Photo by mali maeder from Pexels
As I was proofreading yesterday's post, I noticed that one of my sentences had no space between punctuation and new sentence. It really stood out as being weird. And, instinctively, I put a single space between them. This, however, goes well against my ancient teachings of how to use a near-extinct machine that pre-dates the computer, laptop, and smartphone.
I'm old enough to have needed to use a typewriter as my only word processor. Yes, that ancient relic that can only be found in the Smithsonian Museum since like the year 2000.
When I was in high school, I took a typing class. This was in the mid 1980's (shut it!), and PCs in every home were at least 10 years away, so I can't really remember the exact reasoning behind it.
When computers did start making their way into workplaces and homes, I'm really glad I had the forethought to take that class. The reason I even bring this up is because of how that zero spaced break between punctuation and new sentence just looked weird, and I fixed it unconsciously with a single space.
A few years ago I read somewhere on the Internets that double spacing after punctuation was basically considered so last century. So, I decided to do some quick research on this and see what came up.
Turns out, this single space/double space question is actually a thing. I found a blog post by Jennifer Gonzalez at Cult of Pedagogy (try saying that 10 times fast) from 2014 that suggests, nay, declares that if you do the two space thing, you're basically showing the world that you're over 40; and she does admit that she's over 40, so I'd listen to her.
She makes the case for single spaces as having to do with how modern computers and social media can allow for single space as the spacing between words and letters are more dynamic compared to the mono-spacing dinotyposaurus that once roamed the Earth. And with social media like Twitter, you need every character you can get.
She explains it with a short history lesson, "Back when we used typewriters, every character was given the exact same amount of space on the page. That meant the letter i was given the same amount of space as the letter m, even though it clearly didn’t need it. This is called monospaced typesetting and it’s, well, spacey. We needed that extra space between sentences to make it easier to see the beginning of new sentences."
Sounds legit, from a mechanical perspective. Ok, I'm open minded on this, so let's see where this goes.

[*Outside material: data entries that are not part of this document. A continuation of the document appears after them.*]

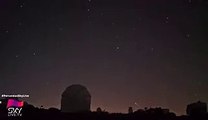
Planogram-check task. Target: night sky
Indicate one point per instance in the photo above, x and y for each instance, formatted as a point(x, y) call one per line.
point(139, 53)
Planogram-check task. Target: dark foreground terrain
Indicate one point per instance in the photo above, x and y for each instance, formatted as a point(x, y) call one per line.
point(31, 113)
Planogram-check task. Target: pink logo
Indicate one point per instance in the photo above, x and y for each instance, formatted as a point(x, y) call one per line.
point(14, 103)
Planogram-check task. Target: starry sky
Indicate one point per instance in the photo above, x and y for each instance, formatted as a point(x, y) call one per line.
point(139, 53)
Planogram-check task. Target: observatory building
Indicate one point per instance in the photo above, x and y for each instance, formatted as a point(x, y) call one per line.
point(76, 98)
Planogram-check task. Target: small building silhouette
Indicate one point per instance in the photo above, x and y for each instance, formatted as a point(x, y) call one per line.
point(76, 98)
point(195, 109)
point(130, 110)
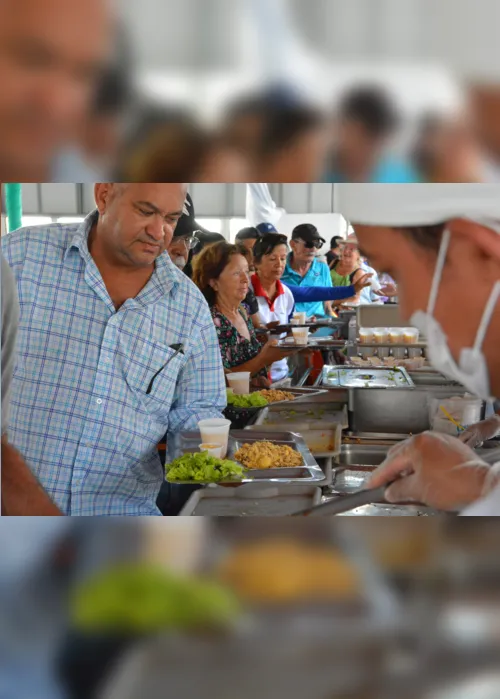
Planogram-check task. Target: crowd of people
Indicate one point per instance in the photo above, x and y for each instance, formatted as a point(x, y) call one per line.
point(117, 347)
point(88, 121)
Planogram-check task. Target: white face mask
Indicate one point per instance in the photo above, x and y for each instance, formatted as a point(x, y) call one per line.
point(472, 368)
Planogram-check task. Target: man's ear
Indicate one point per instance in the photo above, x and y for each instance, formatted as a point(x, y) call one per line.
point(102, 191)
point(485, 239)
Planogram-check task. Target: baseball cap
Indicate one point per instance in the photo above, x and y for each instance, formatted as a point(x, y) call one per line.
point(187, 224)
point(249, 233)
point(264, 228)
point(308, 233)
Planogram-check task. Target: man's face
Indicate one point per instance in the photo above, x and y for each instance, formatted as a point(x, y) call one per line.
point(51, 54)
point(470, 273)
point(357, 146)
point(179, 248)
point(138, 220)
point(301, 253)
point(248, 244)
point(349, 253)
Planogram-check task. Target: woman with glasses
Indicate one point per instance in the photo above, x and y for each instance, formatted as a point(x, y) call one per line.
point(275, 300)
point(347, 270)
point(221, 273)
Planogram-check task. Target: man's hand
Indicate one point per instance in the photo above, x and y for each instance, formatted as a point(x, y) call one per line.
point(433, 469)
point(363, 282)
point(389, 290)
point(22, 494)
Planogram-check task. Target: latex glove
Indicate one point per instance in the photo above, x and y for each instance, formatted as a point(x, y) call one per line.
point(389, 290)
point(433, 469)
point(475, 435)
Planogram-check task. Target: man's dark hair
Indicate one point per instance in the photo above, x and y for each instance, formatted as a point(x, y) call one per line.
point(284, 126)
point(372, 107)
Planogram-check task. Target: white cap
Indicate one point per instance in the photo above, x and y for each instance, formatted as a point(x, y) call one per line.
point(418, 204)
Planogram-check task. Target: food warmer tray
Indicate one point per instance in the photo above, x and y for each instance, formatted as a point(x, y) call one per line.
point(339, 377)
point(251, 500)
point(309, 473)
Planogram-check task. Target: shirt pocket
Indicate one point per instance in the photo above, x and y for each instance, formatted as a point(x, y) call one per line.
point(153, 375)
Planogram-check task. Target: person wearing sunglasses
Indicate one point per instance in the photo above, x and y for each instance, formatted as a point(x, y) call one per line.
point(303, 269)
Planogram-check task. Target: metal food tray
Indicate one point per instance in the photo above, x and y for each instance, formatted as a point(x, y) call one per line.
point(312, 343)
point(251, 500)
point(309, 472)
point(323, 437)
point(338, 377)
point(300, 395)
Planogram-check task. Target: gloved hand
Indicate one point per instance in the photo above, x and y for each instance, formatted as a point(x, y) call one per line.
point(475, 435)
point(433, 469)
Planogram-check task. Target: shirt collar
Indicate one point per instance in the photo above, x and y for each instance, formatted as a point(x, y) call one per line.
point(163, 280)
point(260, 291)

On the other side of the aisle, The Atlantic, published the results of a scientific study done at Skidmore College that suggests science proves two spaces should be everyone's jam. The article posits, "In the Skidmore study, among people who write with two spaces after periods—“two-spacers”—there was an increase in reading speed of 3 percent when reading text with two spaces following periods, as compared to one."
Hmm... so there appears to be some speed benefit for readers of a two-space writer. This is getting interesting.
The article goes on to state, "In the most liberal interpretation of the study results, in a world where everyone used two spaces after a period, reading speed would increase by …3%. And that’s if we could rely on the results of 21 Skidmore students who are already used to using two spaces after periods."
The article's author, Nick Douglas, goes on with, "Can such students even be trusted? How did anyone under 22 who puts two spaces after a period even make their way to the testing site?" Really?? Again with the ageism?
Ok, minor age-related outrage aside, it seems that this debate may never settle down. In researching this whole thing, I found out something very strange. While I was 'classically' trained to use two spaces after punctuation, I've been doing single space on every posting on this blog.
And, even stranger, I didn't force myself to have to do this. It just came naturally without me realizing it until just now. The original angle of this post was me defending the two spaces after punctuation. Turns out I was a convert the whole time and didn't realize it!
What else have I converted to that I didn't realize?